الخلاصة:
Whether or not Buchi Emecheta’s novels hold an articulate feminist ideology has been subject to hot debates among critics. Some views seem to find in Emecheta’s representation of the female experience an attack on the traditional patriarchal values of her society, and hence a call for a complete break with traditions. Others find that traditional African women enjoyed some degree of freedom and autonomy that were undermined by their contact with the West after the colonization of their countries. Therefore, according to them, the motif of her novels is to denounce the colonial oppression of traditional women.
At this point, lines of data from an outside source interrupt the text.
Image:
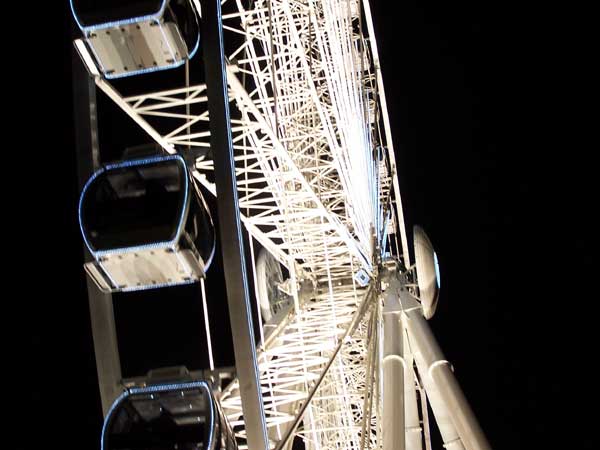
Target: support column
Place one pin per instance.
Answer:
(240, 312)
(106, 350)
(393, 382)
(439, 372)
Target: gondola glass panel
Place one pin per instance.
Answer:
(146, 225)
(182, 416)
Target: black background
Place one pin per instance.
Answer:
(491, 164)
The purpose of this dissertation is to evaluate of the female experience in Emecheta’s novels, The Slave Girl and The Joys of Motherhood in an attempt to understand the implications of both patriarchy and colonialism in the shaping of the Nigerian feminine self. It is a study of the representation of the Nigerian woman’s identity as female, black, colonized, and African in order to explain how race and gender were woven together as determinant factors that affected the female experience during the colonial period.
Our aim is to explore Buchi Emecheta’s construction of womanhood in terms of the Self/Other concept which was developed by existentialist philosophers such as Jean-Paul Sartre and given a feminist dimension by Simone de Beauvoir. This concept will equally inform our study of the colonizer/colonized relation in order the explain the situation of Nigerian women under British rule.